As previously noted, the Robber’s obsession with Edith is also characterized by this constant split between praise and condemnation. Though he continues to the very end in placing Edith on a pedestal, he also ruthlessly judges her, most notably in his public lecture near the end of the book, which is attended by “almost exclusively girls,” and at which both Edith and Wanda, as well as the “well-known benefactress” Frau von Hochberg, are present. Among other attacks on Edith’s character, he claims “she feels nothing,” that “there’s no earnestness in her,” and that “she knows how spineless she is.” Earlier he states, “I always considered her to be perhaps not quite sufficiently intelligent.” Ultimately, from his own words, it seems that the Robber’s infatuation with Edith is based chiefly on her physical appearance, while he all but despises the type of person he believes her to be.
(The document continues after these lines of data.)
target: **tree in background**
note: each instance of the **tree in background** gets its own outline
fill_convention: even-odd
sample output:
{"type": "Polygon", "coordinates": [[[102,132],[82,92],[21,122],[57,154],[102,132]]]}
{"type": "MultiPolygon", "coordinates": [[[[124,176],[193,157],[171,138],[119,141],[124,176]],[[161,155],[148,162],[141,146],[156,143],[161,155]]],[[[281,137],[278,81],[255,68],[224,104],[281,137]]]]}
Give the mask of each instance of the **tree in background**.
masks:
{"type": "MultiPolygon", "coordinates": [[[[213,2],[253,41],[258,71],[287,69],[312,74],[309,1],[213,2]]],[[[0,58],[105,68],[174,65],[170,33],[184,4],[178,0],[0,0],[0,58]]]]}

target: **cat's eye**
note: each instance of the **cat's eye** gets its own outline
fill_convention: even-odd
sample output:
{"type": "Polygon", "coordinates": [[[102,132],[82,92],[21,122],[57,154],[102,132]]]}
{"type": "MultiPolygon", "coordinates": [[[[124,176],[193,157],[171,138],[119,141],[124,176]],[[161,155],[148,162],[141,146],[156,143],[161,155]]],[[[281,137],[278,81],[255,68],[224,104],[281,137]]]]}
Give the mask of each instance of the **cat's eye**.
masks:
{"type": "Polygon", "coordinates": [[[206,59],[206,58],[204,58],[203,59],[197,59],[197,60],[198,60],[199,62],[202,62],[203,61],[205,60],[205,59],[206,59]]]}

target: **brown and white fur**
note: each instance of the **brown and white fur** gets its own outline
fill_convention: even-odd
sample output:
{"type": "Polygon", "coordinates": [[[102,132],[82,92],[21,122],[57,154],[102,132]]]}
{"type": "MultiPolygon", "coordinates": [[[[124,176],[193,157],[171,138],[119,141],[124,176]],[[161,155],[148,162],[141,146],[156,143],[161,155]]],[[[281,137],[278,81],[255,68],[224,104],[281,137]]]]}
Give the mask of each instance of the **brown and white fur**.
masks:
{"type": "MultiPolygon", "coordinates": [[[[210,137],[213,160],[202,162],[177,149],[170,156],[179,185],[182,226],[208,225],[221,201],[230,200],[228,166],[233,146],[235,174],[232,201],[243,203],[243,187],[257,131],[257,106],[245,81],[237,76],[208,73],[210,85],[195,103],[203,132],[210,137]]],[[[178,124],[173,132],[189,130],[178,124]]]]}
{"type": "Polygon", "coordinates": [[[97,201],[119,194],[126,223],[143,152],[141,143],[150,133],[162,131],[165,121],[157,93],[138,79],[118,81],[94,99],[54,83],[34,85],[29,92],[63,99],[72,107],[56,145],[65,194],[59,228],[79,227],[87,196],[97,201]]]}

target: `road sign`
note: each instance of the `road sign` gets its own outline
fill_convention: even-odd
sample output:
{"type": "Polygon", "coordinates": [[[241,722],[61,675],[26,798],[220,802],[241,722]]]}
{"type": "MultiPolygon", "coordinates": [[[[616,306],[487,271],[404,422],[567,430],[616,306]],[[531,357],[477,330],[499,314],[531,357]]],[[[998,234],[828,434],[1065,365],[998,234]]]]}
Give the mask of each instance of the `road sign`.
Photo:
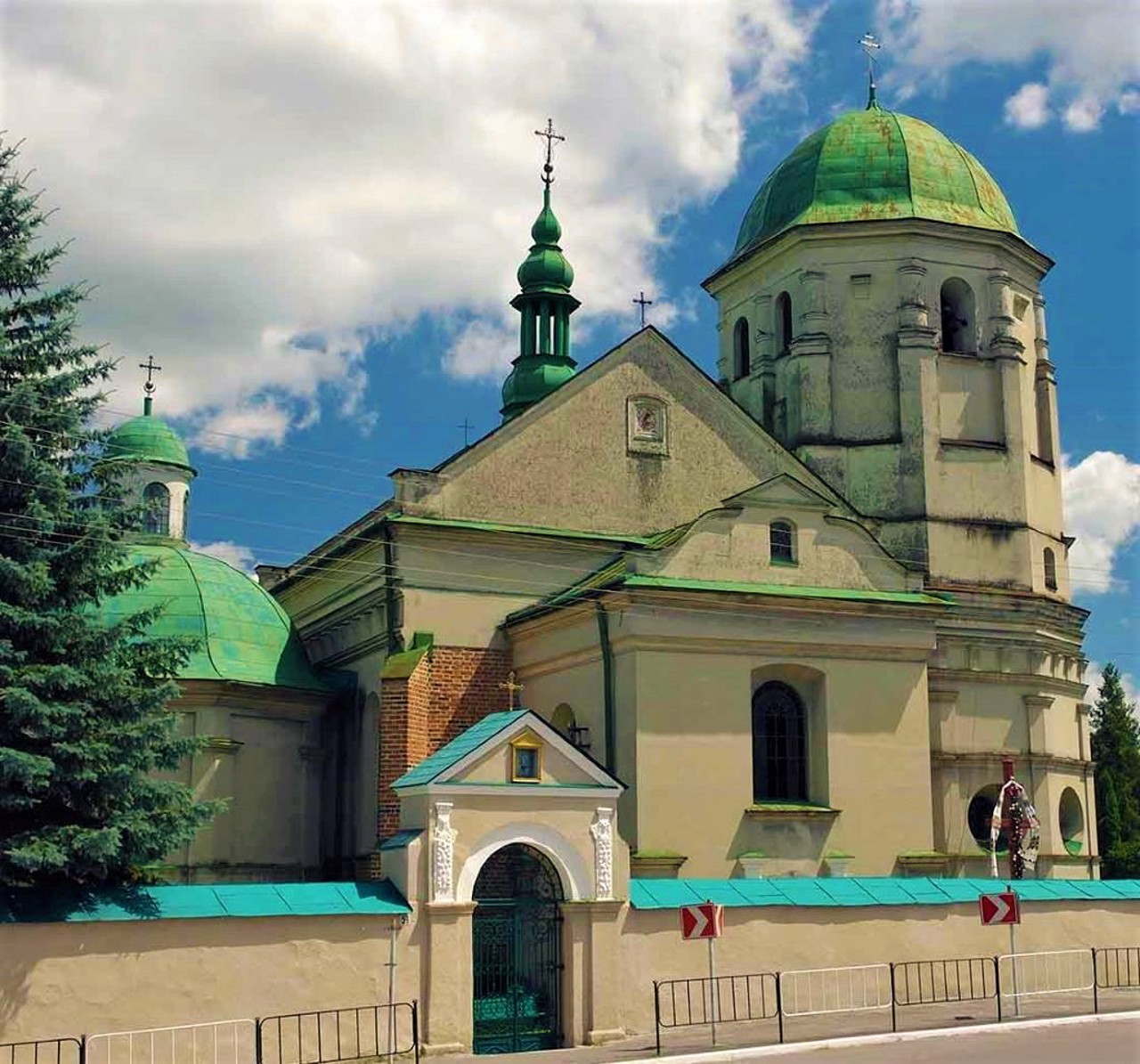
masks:
{"type": "Polygon", "coordinates": [[[1017,903],[1017,894],[1012,891],[1001,894],[980,894],[978,908],[982,910],[982,924],[993,927],[997,924],[1020,924],[1021,909],[1017,903]]]}
{"type": "Polygon", "coordinates": [[[681,907],[681,938],[719,939],[724,932],[724,906],[711,901],[681,907]]]}

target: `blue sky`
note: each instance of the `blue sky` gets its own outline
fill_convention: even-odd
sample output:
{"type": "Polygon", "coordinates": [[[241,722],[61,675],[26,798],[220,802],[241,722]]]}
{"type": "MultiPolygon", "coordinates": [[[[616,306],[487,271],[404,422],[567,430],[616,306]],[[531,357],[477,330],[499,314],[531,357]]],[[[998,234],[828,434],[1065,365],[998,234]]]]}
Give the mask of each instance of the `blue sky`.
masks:
{"type": "Polygon", "coordinates": [[[972,152],[1045,281],[1086,652],[1140,674],[1140,112],[1132,0],[8,5],[6,122],[26,138],[85,335],[164,366],[194,442],[196,542],[284,564],[498,423],[513,272],[540,204],[577,270],[576,357],[632,300],[715,374],[712,301],[768,171],[880,100],[972,152]],[[46,14],[47,13],[47,16],[46,14]],[[34,91],[16,92],[17,85],[34,91]],[[228,545],[228,546],[227,546],[228,545]]]}

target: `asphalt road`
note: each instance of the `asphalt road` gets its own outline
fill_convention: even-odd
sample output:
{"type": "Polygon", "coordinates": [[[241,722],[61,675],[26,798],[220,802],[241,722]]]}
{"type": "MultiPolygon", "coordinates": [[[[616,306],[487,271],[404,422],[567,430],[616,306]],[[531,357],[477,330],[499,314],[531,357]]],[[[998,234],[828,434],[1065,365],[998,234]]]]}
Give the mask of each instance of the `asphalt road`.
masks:
{"type": "Polygon", "coordinates": [[[796,1054],[771,1059],[788,1061],[788,1064],[815,1061],[826,1064],[1140,1064],[1140,1020],[1090,1020],[1024,1030],[1011,1023],[982,1033],[947,1031],[919,1041],[850,1049],[809,1049],[805,1046],[796,1054]]]}

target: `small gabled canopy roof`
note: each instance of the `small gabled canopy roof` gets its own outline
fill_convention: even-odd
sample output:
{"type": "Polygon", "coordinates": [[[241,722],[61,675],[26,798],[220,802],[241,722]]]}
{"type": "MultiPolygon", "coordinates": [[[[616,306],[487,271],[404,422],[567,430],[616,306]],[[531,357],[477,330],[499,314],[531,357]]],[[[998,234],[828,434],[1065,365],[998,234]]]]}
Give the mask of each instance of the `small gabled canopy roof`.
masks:
{"type": "MultiPolygon", "coordinates": [[[[402,791],[429,784],[446,784],[467,766],[489,753],[495,746],[510,742],[522,731],[537,734],[575,762],[577,768],[593,781],[584,784],[584,786],[606,789],[625,788],[621,780],[611,776],[593,758],[568,742],[564,736],[531,710],[505,710],[500,713],[489,713],[466,731],[457,735],[446,746],[441,746],[431,756],[424,758],[417,766],[408,769],[392,784],[392,787],[402,791]]],[[[532,785],[523,786],[534,789],[532,785]]]]}

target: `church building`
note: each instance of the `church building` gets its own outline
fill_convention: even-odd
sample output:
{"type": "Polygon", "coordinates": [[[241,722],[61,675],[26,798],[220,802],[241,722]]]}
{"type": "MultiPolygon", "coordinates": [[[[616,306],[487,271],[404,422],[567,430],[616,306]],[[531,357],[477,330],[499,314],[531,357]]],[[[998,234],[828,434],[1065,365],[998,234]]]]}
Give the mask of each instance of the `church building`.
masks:
{"type": "Polygon", "coordinates": [[[995,181],[872,91],[705,281],[715,379],[652,326],[578,368],[549,144],[494,432],[260,587],[186,546],[149,399],[116,433],[233,797],[174,874],[388,881],[429,1043],[486,1051],[628,1030],[636,899],[684,881],[988,875],[1004,759],[1031,875],[1096,879],[1052,263],[995,181]]]}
It’s an old and well-known story. How many romantic crushes throughout history have culminated in this outcome? One builds up a person in one’s mind based solely on appearance, only to find that person is not at all compatible with one’s own nature.
There are no easy conclusions, if any at all, to be drawn from The Robber. The closest Walser comes to hinting at a meaning to the book comes in this question that Frau von Hochberg asks herself toward the end, after having ushered Edith to the Robber’s bedside at the hospital:
“Is it our calling to understand each other, or are we not, rather, called upon to misjudge one another, to prevent there being a surfeit of happiness and to ensure that happiness continues to be valued, and that these circumstances result in novels, which could not possibly exist if we all knew each other for what we are?”
With their constantly shape-shifting characters, genial yet somewhat aloof and tinged with a dark loneliness, Robert Walser’s novels certainly could not have existed without these circumstances that Frau von Hochberg describes. And The Robber underlines this truth the boldest of all his novels.